Since PHP 5.3 you can write it even shorter:
$foo = isset($foo) ?: '';
This will set $foo
to TRUE
or FALSE
(depending on what isset()
returns), as pointed by @Decent Dabbler in the comments. Removing isset()
will set it to ''
but it will also throw an undefined variable notice (not in production though).

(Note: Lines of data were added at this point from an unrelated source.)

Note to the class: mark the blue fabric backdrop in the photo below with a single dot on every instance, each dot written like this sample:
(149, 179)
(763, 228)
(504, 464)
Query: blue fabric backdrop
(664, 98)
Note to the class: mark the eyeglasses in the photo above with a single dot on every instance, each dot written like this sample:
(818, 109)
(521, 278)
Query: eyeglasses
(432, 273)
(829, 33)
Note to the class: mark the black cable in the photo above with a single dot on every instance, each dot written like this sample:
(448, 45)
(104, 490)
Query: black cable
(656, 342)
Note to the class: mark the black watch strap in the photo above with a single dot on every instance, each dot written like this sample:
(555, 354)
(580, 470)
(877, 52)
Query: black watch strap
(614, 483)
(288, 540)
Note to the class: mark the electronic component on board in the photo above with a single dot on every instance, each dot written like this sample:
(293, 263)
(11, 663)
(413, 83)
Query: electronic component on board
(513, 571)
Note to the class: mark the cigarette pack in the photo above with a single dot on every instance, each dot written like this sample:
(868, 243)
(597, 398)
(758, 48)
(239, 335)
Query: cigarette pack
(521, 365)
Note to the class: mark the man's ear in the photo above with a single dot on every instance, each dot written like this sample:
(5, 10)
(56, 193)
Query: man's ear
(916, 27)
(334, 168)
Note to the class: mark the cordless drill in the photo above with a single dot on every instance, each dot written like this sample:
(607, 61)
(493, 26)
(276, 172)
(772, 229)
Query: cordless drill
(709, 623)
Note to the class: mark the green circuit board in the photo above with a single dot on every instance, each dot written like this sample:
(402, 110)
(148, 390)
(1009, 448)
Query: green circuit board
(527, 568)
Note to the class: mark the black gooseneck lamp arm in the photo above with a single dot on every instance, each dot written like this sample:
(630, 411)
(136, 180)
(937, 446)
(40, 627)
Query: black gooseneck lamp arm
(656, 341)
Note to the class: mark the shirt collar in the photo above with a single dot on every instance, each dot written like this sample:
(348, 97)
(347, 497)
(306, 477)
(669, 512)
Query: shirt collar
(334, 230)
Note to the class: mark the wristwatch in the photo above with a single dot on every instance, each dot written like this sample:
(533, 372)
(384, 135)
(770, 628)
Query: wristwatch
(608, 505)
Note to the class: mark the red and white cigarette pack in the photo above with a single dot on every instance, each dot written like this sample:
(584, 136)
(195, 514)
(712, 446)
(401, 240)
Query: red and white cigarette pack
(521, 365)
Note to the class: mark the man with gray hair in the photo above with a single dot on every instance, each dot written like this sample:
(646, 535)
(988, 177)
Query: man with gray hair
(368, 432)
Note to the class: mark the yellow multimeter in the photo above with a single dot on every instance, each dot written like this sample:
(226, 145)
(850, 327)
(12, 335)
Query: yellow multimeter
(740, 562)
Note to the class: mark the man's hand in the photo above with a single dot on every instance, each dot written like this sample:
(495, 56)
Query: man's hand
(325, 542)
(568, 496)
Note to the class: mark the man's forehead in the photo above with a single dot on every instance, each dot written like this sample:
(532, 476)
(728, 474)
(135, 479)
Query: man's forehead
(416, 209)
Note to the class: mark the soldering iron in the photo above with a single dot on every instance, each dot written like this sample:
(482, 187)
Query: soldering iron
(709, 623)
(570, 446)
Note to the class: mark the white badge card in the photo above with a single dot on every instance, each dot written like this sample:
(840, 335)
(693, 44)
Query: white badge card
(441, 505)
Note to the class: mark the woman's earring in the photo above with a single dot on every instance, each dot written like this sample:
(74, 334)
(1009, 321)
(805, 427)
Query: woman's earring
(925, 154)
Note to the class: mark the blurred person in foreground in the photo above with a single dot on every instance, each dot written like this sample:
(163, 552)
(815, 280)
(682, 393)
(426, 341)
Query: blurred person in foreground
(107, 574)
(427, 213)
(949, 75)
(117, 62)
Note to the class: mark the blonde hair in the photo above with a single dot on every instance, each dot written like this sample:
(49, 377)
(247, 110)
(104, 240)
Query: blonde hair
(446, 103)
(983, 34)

Since PHP 7 you can use a null coalesce operator:
$foo = $foo ?? '';
This won't throw any error, but it will evaluate as TRUE
if $foo
exists and is empty, as opposed to the shorthand ternary operator, that will evaluate as FALSE
if the variable is empty.
Solution 4 - Php
A somewhat round-about way of doing this is if you put the name of your variables in an array, and then loop them with a Ternary Operator, similar to powtac
's answer.
$vars = array('foo', 'bar', 'ping', 'pong');
$defaultVar = '';
foreach($vars as $var)
{
$$var = isset($$var) ? $$var : $defaultVar;
}
As mentioned in other answers, since version 5.3, PHP allows you to write the above code as follows:
$vars = array('foo', 'bar', 'ping', 'pong');
$defaultVar = '';
foreach($vars as $var)
{
$$var = isset($$var) ?: $defaultVar;
}
Note the changed Ternary Operator.
Solution 5 - Php
In OOP you can use this approach:
protected $password, $full_name, $email;
For non-OOP you declare them just in code they will be Undefined if you didn't assign any value to them:
$foo; $bar; $baz;
$set_foo = (isset($foo)) ? $foo : $foo = 'Foo';
echo $set_foo;
Solution 6 - Php
Why not just set them?
<?php
$foo = '';
$bar = '';
//etc
?>
If you're trying to preserve the value in them, then yes that's the correct way in general. Note that you don't need the second pair of brackets in your statements:
if (!isset($foo)) $foo = '';
is enough.
Solution 7 - Php
To fix the issue of
<?php
$foo = $bar = $ping = $pong = '';
?>
throwing >Notice: Undefined variable: ...
<?php
@$foo = $bar = $ping = $pong = '';
?>
It will not fix it but it will not be shown nd will not stop the script from parsing.